EPA Names Winners of Sustainable Packaging Design Challenge

EPA Names Winners of Sustainable Packaging Design Challenge

The U.S. EPA, in partnership with McDonough Braungart Design Chemistry, has announced the two winners of the "Cradle to Cradle Design Challenge for E-Commerce Shipping Packaging and Logistics." Both winners created packaging that can be reused, recycled or composted, considering all materials as nutrients for technical or biological systems.

"The Design Challenge has shown us that the door is wide open for exploring, identifying and developing innovative and environmentally sound packaging solutions," said Marianne Horinko, Acting Administrator for the EPA. "We look forward to the packaging industry implementing these tangible solutions."

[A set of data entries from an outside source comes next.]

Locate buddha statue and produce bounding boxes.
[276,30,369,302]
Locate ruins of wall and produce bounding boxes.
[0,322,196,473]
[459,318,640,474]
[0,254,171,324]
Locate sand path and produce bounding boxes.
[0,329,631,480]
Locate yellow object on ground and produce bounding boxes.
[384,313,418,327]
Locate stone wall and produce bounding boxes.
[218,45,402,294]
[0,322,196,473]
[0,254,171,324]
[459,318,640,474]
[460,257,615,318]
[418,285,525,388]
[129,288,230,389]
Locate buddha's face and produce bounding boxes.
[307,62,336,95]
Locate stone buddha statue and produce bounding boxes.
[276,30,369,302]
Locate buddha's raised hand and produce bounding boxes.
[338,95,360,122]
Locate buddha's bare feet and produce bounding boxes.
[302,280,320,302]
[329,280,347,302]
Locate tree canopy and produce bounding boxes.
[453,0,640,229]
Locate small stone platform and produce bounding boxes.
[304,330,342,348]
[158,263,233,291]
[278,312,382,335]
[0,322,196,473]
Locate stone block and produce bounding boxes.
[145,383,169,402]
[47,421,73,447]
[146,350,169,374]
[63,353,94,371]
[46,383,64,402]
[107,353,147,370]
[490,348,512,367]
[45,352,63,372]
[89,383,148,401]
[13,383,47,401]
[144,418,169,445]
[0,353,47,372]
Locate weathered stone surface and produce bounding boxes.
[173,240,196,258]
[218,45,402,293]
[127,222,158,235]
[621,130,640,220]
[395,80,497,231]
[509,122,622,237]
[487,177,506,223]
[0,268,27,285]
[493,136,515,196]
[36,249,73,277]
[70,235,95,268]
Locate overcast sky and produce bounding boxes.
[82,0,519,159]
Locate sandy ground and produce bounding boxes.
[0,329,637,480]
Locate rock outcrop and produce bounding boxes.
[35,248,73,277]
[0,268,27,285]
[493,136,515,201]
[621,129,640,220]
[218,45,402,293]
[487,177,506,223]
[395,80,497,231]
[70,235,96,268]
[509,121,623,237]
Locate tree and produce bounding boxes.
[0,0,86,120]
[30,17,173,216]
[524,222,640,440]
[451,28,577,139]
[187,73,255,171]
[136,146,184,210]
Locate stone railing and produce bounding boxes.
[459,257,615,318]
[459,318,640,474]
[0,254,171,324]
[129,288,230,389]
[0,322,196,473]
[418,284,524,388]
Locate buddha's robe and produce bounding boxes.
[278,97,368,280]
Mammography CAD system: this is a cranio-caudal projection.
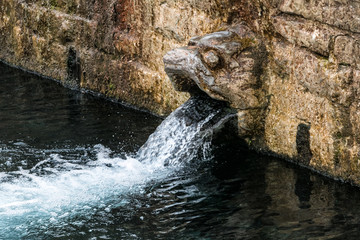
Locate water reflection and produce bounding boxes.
[0,61,360,240]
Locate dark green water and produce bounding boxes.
[0,64,360,240]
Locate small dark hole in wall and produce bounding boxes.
[65,47,81,88]
[296,123,312,166]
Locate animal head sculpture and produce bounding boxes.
[164,24,266,110]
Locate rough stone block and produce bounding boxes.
[273,16,341,56]
[334,36,358,64]
[280,0,360,32]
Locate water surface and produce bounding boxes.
[0,64,360,240]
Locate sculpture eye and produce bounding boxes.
[203,50,220,68]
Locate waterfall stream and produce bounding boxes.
[0,63,360,240]
[0,81,236,239]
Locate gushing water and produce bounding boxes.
[0,94,234,239]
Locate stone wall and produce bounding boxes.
[164,0,360,185]
[0,0,360,185]
[0,0,242,115]
[261,0,360,185]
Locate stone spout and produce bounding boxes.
[163,24,266,110]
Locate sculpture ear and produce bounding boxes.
[201,50,221,69]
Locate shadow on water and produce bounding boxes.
[0,64,360,240]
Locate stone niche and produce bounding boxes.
[164,0,360,185]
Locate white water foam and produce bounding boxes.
[0,95,233,239]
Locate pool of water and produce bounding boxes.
[0,64,360,240]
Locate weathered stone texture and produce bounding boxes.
[0,0,360,185]
[0,0,245,115]
[160,0,360,185]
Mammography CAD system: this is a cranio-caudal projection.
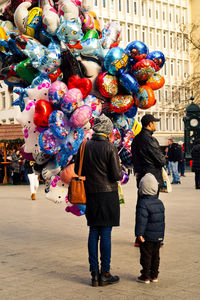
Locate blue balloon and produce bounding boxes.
[119,73,139,95]
[125,105,138,118]
[104,47,128,75]
[125,41,149,64]
[147,51,165,71]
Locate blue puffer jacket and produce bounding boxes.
[135,195,165,242]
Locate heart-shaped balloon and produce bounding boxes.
[96,72,118,98]
[67,75,92,99]
[34,100,53,127]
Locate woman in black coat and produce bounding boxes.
[75,114,122,286]
[191,139,200,189]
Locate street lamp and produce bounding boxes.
[183,96,200,162]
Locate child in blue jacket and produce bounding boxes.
[135,173,165,283]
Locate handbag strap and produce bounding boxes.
[78,141,87,176]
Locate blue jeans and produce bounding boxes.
[169,161,180,182]
[88,226,112,272]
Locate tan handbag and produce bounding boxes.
[68,141,86,204]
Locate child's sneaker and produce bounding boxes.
[150,277,158,282]
[137,275,150,283]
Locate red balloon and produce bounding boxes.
[60,164,76,184]
[67,75,92,98]
[48,68,62,83]
[96,72,118,98]
[33,100,53,127]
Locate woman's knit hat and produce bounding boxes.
[92,114,113,135]
[139,173,158,196]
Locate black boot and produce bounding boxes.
[91,270,99,286]
[99,272,119,286]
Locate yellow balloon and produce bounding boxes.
[132,120,142,136]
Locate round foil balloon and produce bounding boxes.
[84,95,102,118]
[122,129,135,149]
[104,47,128,75]
[131,59,156,82]
[147,51,165,71]
[119,73,139,95]
[146,73,165,90]
[69,105,92,128]
[125,41,149,62]
[109,128,121,147]
[110,95,134,113]
[49,110,69,139]
[135,85,156,109]
[48,81,68,107]
[39,128,61,155]
[61,88,83,114]
[33,100,53,127]
[96,72,118,98]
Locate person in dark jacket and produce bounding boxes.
[191,139,200,189]
[75,114,123,286]
[131,114,166,188]
[135,173,165,283]
[167,139,183,184]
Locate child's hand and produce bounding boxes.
[138,235,145,243]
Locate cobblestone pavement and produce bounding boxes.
[0,172,200,300]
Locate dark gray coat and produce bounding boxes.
[135,195,165,242]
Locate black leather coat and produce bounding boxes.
[75,135,122,193]
[131,128,166,186]
[75,135,122,226]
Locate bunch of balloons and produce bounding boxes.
[0,0,165,215]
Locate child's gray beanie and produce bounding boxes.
[139,173,158,195]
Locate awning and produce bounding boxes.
[0,124,24,143]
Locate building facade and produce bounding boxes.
[0,0,193,145]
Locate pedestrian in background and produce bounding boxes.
[135,173,165,283]
[75,114,123,286]
[191,139,200,189]
[24,160,39,200]
[131,114,166,188]
[11,150,22,184]
[168,138,183,184]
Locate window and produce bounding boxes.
[156,29,161,48]
[110,0,114,10]
[164,60,167,75]
[169,32,173,49]
[163,31,167,48]
[177,60,180,77]
[126,0,130,14]
[142,26,146,43]
[166,117,169,130]
[170,59,174,76]
[149,8,152,19]
[149,28,153,46]
[1,92,6,109]
[141,1,145,17]
[133,1,137,15]
[127,25,131,43]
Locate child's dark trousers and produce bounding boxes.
[140,241,160,279]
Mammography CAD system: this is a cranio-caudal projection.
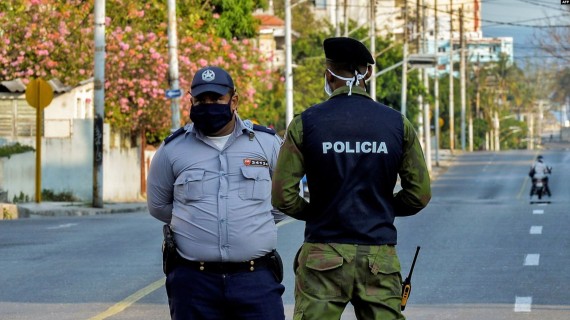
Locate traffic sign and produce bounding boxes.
[166,89,182,99]
[26,79,53,109]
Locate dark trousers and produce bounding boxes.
[166,265,285,320]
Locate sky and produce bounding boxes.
[481,0,570,62]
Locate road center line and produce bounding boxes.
[524,253,540,266]
[89,277,165,320]
[515,297,532,312]
[530,226,542,234]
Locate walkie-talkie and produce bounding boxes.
[402,246,420,311]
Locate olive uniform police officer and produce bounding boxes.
[148,67,285,320]
[272,38,431,320]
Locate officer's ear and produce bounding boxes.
[364,64,373,81]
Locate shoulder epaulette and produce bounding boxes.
[253,124,276,135]
[164,127,186,144]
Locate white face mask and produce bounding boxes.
[325,74,332,97]
[325,69,368,96]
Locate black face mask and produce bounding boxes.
[190,101,233,135]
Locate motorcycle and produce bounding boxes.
[530,178,550,200]
[531,179,546,200]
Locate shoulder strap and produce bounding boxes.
[253,124,276,135]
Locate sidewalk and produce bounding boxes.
[430,149,461,181]
[13,202,148,218]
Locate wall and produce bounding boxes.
[0,119,141,202]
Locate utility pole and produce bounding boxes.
[400,0,408,116]
[416,0,420,148]
[433,0,439,167]
[459,5,465,151]
[93,0,105,208]
[334,0,340,37]
[285,0,293,127]
[168,0,180,132]
[343,0,348,37]
[370,0,376,101]
[422,0,432,172]
[449,0,455,152]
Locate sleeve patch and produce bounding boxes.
[253,124,276,135]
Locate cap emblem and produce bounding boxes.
[202,70,216,82]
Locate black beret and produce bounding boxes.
[323,37,374,66]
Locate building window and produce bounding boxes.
[315,0,327,9]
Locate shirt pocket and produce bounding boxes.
[174,170,206,203]
[239,167,271,200]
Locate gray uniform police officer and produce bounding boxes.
[147,67,285,320]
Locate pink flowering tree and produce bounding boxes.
[0,0,282,145]
[0,0,94,84]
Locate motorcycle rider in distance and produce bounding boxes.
[529,155,552,197]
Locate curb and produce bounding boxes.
[17,202,148,218]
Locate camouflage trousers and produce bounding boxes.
[293,243,405,320]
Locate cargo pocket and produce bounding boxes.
[366,246,402,298]
[239,167,271,200]
[297,244,344,299]
[174,170,206,203]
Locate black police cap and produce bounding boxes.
[323,37,374,66]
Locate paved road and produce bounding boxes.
[0,150,570,320]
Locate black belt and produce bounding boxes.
[178,252,273,274]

The winning professional entry represents a collaborative effort between Microsoft (Washington state), Allen Schluger Company and Shorewood Packaging (New York). The designers created a "Bevelope" with 100% post-consumer content paperboard. The unique design of the product allows it to expand or contract. The packaging can accommodate the slimmest paperback book or the thickest manual and collapses quickly after use. It can be stored for reuse or recycled with mixed paper. Companies can print labels directly onto the Bevelope, eliminating stickers that contaminate the recycling stream.

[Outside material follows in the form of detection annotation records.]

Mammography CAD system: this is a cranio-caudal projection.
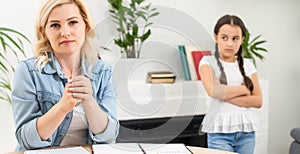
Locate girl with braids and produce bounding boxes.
[199,15,262,154]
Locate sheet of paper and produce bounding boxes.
[140,143,192,154]
[25,147,89,154]
[93,143,143,154]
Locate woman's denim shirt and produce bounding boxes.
[12,53,119,150]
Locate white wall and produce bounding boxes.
[0,0,300,154]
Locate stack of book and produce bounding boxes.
[146,71,176,83]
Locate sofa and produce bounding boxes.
[289,127,300,154]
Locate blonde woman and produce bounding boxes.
[12,0,119,150]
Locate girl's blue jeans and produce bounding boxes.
[207,132,255,154]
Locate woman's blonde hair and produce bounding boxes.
[33,0,98,70]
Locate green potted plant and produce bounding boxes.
[0,27,30,103]
[242,30,268,67]
[108,0,159,58]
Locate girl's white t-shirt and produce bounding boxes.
[199,56,259,133]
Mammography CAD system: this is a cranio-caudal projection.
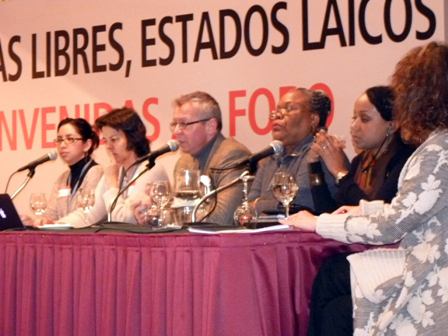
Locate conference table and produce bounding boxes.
[0,230,366,336]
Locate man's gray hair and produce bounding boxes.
[173,91,222,131]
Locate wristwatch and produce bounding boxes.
[335,170,348,184]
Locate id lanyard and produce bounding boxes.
[67,159,93,213]
[118,165,137,198]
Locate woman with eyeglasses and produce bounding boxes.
[58,108,168,227]
[22,118,103,226]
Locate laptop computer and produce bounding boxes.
[0,194,25,231]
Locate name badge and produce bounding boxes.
[58,188,72,198]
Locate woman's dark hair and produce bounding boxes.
[391,42,448,145]
[366,86,394,121]
[295,87,331,127]
[95,107,149,157]
[58,118,100,156]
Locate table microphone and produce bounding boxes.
[17,150,58,172]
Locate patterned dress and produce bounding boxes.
[317,131,448,336]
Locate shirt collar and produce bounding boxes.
[192,132,224,171]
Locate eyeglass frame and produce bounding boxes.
[169,118,212,132]
[53,138,84,146]
[269,106,301,120]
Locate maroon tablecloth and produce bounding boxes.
[0,231,364,336]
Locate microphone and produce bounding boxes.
[17,151,58,173]
[237,140,283,166]
[134,140,179,164]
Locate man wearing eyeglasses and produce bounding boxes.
[170,91,250,225]
[248,88,348,214]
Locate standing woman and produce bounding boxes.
[281,42,448,336]
[59,108,168,227]
[22,118,103,225]
[308,86,414,214]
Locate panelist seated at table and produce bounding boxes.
[133,91,250,225]
[248,88,348,214]
[280,42,448,336]
[58,108,168,227]
[308,86,414,214]
[21,118,103,226]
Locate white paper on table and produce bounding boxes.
[188,224,291,234]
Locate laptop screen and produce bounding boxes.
[0,194,24,231]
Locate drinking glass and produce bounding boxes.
[272,172,299,218]
[149,181,171,226]
[233,176,257,229]
[30,193,47,217]
[78,190,95,222]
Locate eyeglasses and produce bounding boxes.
[170,118,211,132]
[53,138,83,146]
[269,105,300,119]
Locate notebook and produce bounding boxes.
[0,194,25,231]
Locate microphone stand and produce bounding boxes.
[191,169,251,223]
[11,168,36,199]
[107,159,156,223]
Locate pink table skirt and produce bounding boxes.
[0,231,365,336]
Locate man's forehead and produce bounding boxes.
[279,90,308,104]
[174,102,196,118]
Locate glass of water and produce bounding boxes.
[272,171,299,218]
[30,193,47,217]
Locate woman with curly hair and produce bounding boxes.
[281,42,448,336]
[58,108,168,227]
[308,86,414,214]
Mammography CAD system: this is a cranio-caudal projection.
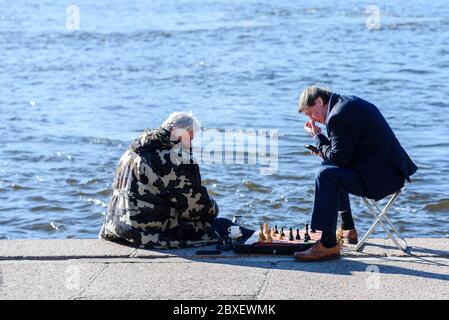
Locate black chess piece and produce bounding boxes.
[304,224,311,242]
[288,227,294,241]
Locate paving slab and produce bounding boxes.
[0,239,136,260]
[0,261,104,300]
[78,259,271,299]
[258,258,449,300]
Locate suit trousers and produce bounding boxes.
[311,161,366,232]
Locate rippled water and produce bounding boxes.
[0,0,449,239]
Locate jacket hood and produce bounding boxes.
[131,128,178,153]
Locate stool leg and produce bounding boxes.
[373,192,408,252]
[355,198,381,251]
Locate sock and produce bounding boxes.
[320,231,337,248]
[340,211,355,230]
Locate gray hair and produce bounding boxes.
[161,111,200,131]
[298,86,332,112]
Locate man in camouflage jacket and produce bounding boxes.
[99,113,218,249]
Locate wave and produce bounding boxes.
[424,199,449,213]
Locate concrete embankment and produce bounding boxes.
[0,238,449,300]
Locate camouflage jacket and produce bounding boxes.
[99,129,218,249]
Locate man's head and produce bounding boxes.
[161,111,200,147]
[298,86,332,124]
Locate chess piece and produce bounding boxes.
[265,232,273,243]
[279,228,285,240]
[288,227,294,241]
[263,223,270,236]
[258,223,266,242]
[304,224,311,242]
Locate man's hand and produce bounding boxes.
[304,120,321,137]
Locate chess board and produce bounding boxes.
[234,230,321,255]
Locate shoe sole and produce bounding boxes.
[295,254,341,262]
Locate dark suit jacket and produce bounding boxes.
[315,93,418,201]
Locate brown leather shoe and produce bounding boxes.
[294,241,341,262]
[337,228,359,244]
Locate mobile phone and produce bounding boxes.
[304,144,320,153]
[196,250,221,256]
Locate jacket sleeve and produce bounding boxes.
[315,116,360,167]
[172,164,218,222]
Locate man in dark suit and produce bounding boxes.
[295,86,418,261]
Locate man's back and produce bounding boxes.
[323,94,417,200]
[100,129,218,248]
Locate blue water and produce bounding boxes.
[0,0,449,239]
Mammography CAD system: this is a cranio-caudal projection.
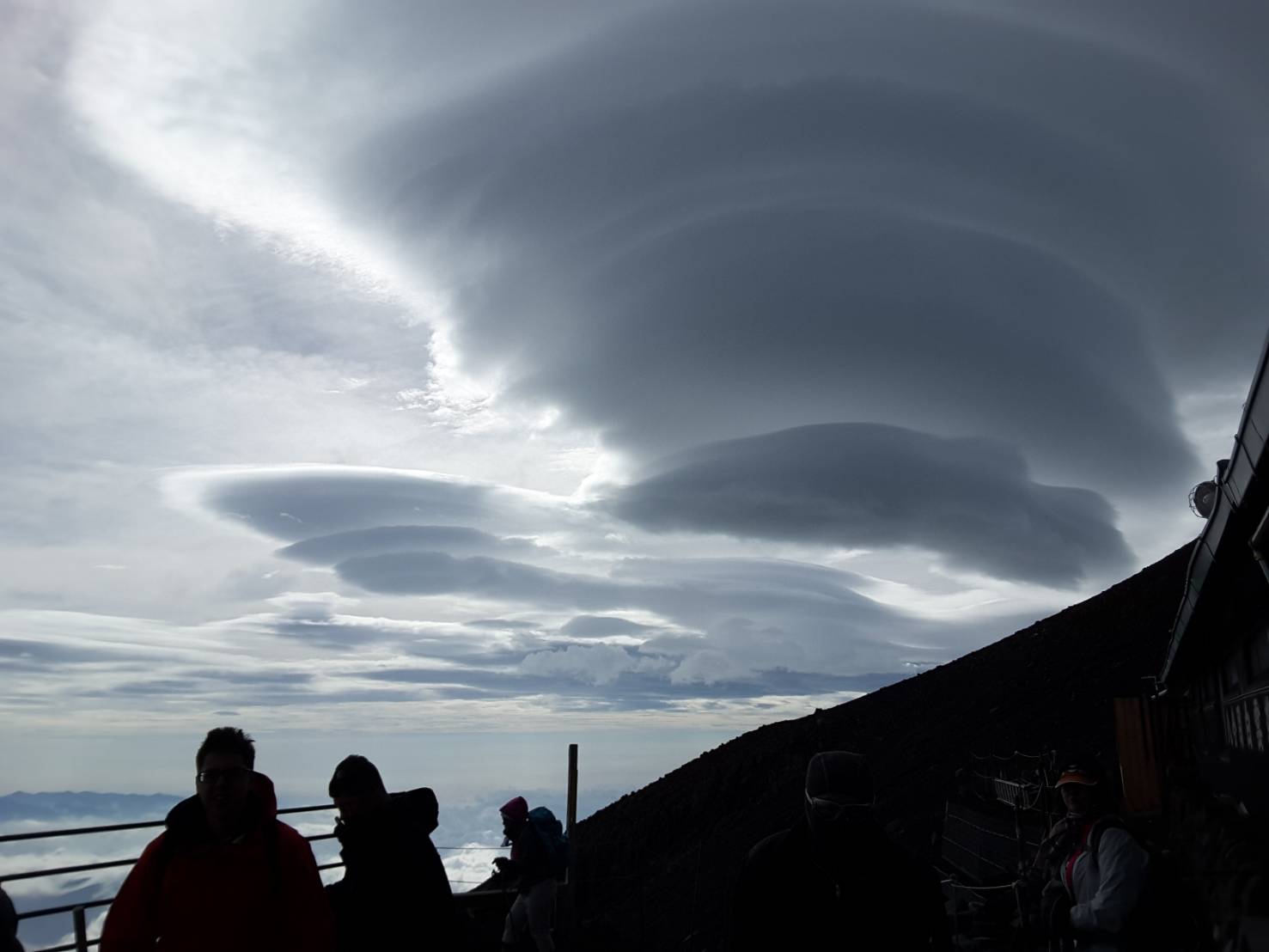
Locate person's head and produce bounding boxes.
[194,728,255,827]
[498,797,529,839]
[803,750,877,844]
[326,754,388,822]
[1056,756,1107,816]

A team from the Art Center College of Design, Pasadena, Calif. produced the winning entry in the student category called "KNF (Keep it Nature Friendly)." The students combined kenaf, a relatively new material, with the traditional concept of the Japanese Furoshiki, a traditional method of wrapping that dates back to the 8th century. The design placed adjustable, protective corners around any sized book and then the entire product is wrapped. The paper and corners are made from a plant called kenaf, that has several environmental advantages over trees as a source of paper. After the customer receives the package, the wrapping materials are given a second life. Consumers can compost the kenaf corners and wrapping paper. A bookmark is included in the package that contains kenaf seeds with instructions on how to assemble the corner protectors into a pot for sprouting the seeds.

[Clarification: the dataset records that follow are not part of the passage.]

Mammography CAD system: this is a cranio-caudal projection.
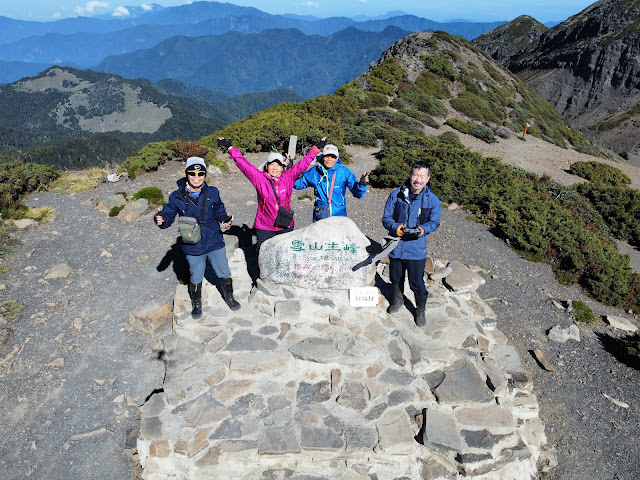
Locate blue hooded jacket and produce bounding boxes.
[382,182,442,260]
[159,178,227,255]
[293,158,367,222]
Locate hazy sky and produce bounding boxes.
[0,0,595,22]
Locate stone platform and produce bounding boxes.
[138,240,546,480]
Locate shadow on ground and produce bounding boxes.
[596,332,640,371]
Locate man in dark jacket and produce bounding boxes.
[382,162,441,327]
[154,157,240,318]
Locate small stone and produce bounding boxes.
[605,315,638,333]
[149,440,171,458]
[547,324,580,343]
[48,358,64,368]
[44,263,74,280]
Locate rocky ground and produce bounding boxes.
[0,131,640,480]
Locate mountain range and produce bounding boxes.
[0,2,504,85]
[473,0,640,162]
[0,67,304,168]
[94,27,409,98]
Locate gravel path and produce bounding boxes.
[0,140,640,480]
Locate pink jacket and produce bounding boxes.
[229,145,320,231]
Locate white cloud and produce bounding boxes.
[111,7,131,17]
[74,0,109,15]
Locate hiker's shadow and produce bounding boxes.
[156,237,190,284]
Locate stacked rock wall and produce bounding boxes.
[138,219,546,480]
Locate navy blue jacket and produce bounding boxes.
[293,158,367,222]
[382,182,441,260]
[154,178,227,255]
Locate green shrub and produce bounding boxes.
[577,182,640,246]
[449,92,501,123]
[121,142,174,180]
[573,300,598,324]
[438,132,464,148]
[420,115,440,128]
[469,123,497,143]
[131,187,167,206]
[416,70,451,99]
[389,97,407,110]
[444,118,471,133]
[569,161,631,185]
[344,125,378,146]
[204,100,344,152]
[398,83,447,116]
[371,136,640,311]
[621,333,640,361]
[422,53,458,81]
[359,92,389,108]
[0,160,60,218]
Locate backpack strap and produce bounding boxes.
[327,170,338,208]
[198,187,209,223]
[269,179,280,206]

EPA also presented four "Recognition of Innovation" awards to designers from Clean Agency, Calif., GrowDesign, Penn., Guilford Technical Community College, N.C., and Montreal University, Canada. Teams from these companies and institutions produced innovative packaging that captured the spirit of the design challenge.

The E-Commerce Design Challenge is one of EPA's Innovation Pilots. The goal of the Innovation Pilots is to test creative ideas and approaches including recycling, waste minimization and energy recovery. To date, EPA has selected 31 innovation pilots totaling $1.3 million in awards.

Launched in April, EPA's Cradle to Cradle Design Challenge attracted more than a thousand people to it's web site; entries were submitted by students, packaging and industrial designers, and manufacturers from North America and Europe. The E-Commerce Design Challenge was selected because of the critical role product design can play in addressing environmental issues. The challenge asked participants to rethink and redesign e-commerce shipping packaging and logistics based on cradle-to-cradle life cycles. Participants challenged traditional manufacturing systems that are based on a one-way, cradle-to-grave stream of materials.